Yes, it’s fun and it’s great entertainment, but as Jane Davidson, Scottish Opera’s Director of Education and Outreach, says: ‘there’s also evidence that music can help children with their cognitive development, so for example, through repetition and recognition of the sounds and actions that motivate the characters in the story, we’re helping build language skills.’ Carers, too, she says, can learn so much about their child through watching their reactions to the show.

Opera and children is a natural pairing, Jane says.  There is high drama, there is strong characterisation, and there are great stories; think of the most universally popular operas like Madame Butterfly and La Boheme – soap operas by any other name – and this is simply translated to an age-appropriate kids’ production.

Jane stresses that for these very reasons, opera should never be seen as exclusive or daunting, and indeed, it was Stephen Sondheim who said that the definition of what is an opera or a musical is only dependent on the audience… BabyO, SensoryO and KidO are also an attempt to make the idea of opera accessible to all, to encourage a young audience that will grow up with the music, and in doing so creating an ‘ecosystem’ of opera-lovers.

Scottish Opera’s youth company, Connect (for chorus and orchestra), its Education Angels, its primary school programme and its series of Unwrapped – free events in which three or four scenes are performed and explained by the stage manager – are all part of the dynamic outreach programme.

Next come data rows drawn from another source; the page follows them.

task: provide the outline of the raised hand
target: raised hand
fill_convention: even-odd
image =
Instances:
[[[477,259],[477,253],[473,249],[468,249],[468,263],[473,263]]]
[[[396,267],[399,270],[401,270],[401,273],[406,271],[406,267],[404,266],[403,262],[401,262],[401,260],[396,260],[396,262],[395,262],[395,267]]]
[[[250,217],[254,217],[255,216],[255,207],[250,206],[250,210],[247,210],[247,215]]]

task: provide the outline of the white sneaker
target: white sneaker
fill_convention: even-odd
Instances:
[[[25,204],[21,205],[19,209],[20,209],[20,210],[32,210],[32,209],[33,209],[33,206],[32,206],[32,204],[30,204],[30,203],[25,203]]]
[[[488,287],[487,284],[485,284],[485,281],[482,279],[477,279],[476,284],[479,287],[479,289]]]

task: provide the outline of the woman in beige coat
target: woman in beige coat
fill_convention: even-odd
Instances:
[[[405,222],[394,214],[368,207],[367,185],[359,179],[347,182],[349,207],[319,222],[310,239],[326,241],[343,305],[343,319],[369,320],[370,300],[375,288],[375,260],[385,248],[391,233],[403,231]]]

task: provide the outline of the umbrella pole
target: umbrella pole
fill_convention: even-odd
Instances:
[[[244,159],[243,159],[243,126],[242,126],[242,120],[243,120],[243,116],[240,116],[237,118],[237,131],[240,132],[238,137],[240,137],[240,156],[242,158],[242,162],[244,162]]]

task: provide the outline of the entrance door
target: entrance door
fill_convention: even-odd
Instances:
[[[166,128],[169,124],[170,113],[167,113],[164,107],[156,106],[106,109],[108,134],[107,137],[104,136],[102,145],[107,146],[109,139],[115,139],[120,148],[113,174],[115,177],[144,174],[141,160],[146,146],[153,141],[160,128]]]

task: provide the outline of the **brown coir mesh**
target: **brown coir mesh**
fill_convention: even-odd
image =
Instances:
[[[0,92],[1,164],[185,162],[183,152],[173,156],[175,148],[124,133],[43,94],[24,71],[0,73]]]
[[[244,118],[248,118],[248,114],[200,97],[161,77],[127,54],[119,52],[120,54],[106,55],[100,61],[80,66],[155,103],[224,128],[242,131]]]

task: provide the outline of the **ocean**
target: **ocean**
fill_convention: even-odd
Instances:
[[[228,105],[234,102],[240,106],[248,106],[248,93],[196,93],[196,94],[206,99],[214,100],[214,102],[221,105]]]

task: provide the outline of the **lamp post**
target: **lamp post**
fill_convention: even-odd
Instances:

Frances Morrison-Allen, Stuart Semple and Andrew McTaggart in Kido, Scottish Opera 2015. Credit Mark HamiltonSo, what did my personal 4 year old reviewer make of KidO?  Naturally cautious, he was having none of invitation to the musical floor that every other child couldn’t get enough of.  But he loved the ‘robot’ (it might have been a robot, it might have been an angel; it was gold and had wings) who tossed the fruit around to make a fruit piano (4 year old is since wondering why the grapefruit and pineapples at home don’t make music) and he is still singing, in a deep growly voice, ‘this is my space…’  His overall verdict was ‘amazing, brilliant and funny’.  The two criticisms were that there was not much music – I had initially dubbed it a concert so that was more about expectation than content – and that we should be allowed to see it again…

Anyone with a child or grandchild looking for an outing with a difference (both kids’ theatre and music classes can be hugely expensive, so at £5-7 this isn’t too bad) should give this a go.

At various venues throughout Scotland til the end of April.